After rebounding from the lows of 2020, the Brooklyn market had been setting quarterly records for median price since the end of 2020. The market fell short last quarter, triggered by escalating mortgage rates, inflation, and a less-than-stellar year on Wall Street.
Quarterly deal volume is down across all market segments. Signed contracts for the Fall season have been off of the year's high setback in April. Listing discounts have been steadily increasing from the spring months when there was little negotiability for buyers. Last month, median price cuts off of original asking prices reached 3.8% (UrbanDigs).
While inventory levels increased between the 2nd and 3rd quarters, the fall market has been experiencing low levels of new inventory.
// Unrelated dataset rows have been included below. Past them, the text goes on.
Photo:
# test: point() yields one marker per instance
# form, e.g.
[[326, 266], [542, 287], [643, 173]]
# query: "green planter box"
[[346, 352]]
The scarcity of active listings is keeping the Brooklyn market in neutral territory, favoring neither buyers nor sellers. Sellers are not rushing to the market and will wait for more favorable market conditions to get their price.
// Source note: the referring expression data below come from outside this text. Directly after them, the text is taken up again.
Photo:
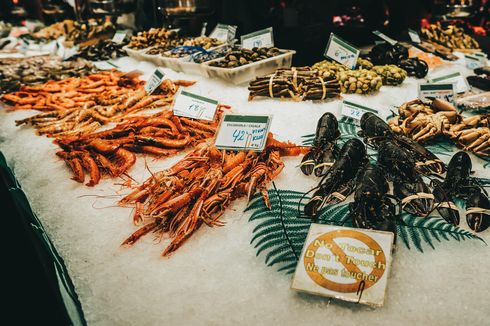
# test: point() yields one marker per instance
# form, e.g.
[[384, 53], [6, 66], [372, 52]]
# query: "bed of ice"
[[215, 278]]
The best-performing segment is the single- and multi-family townhouse market with median sale prices up 11.8% from a year ago and 7% from the 2nd quarter. However, a decrease in signed contract activity last quarter indicates increasing market pressure on the townhouse market as well. Like Manhattan, the Brooklyn market is in reset mode with deal volume regressing back towards historical norms. It is expected the rest of the Brooklyn market will be more muted than Manhattan, which is currently in a buyer's market.
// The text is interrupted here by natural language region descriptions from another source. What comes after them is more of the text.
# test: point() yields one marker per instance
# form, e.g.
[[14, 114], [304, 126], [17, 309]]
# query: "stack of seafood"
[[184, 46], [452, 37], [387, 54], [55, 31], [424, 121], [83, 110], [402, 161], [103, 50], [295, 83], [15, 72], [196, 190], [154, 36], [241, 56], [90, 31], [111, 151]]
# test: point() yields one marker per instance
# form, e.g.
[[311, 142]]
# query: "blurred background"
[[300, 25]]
Down markets always provide opportunities for buyers and investors, amplifying the importance of working with knowledgeable agents who can provide real-time data and analysis. While prices may not drop precipitously, buyers will find themselves in a less competitive market with a chance to negotiate prices and favorable terms. We can expect this scenario to continue until inflation stabilizes and the Federal Reserve takes corresponding action.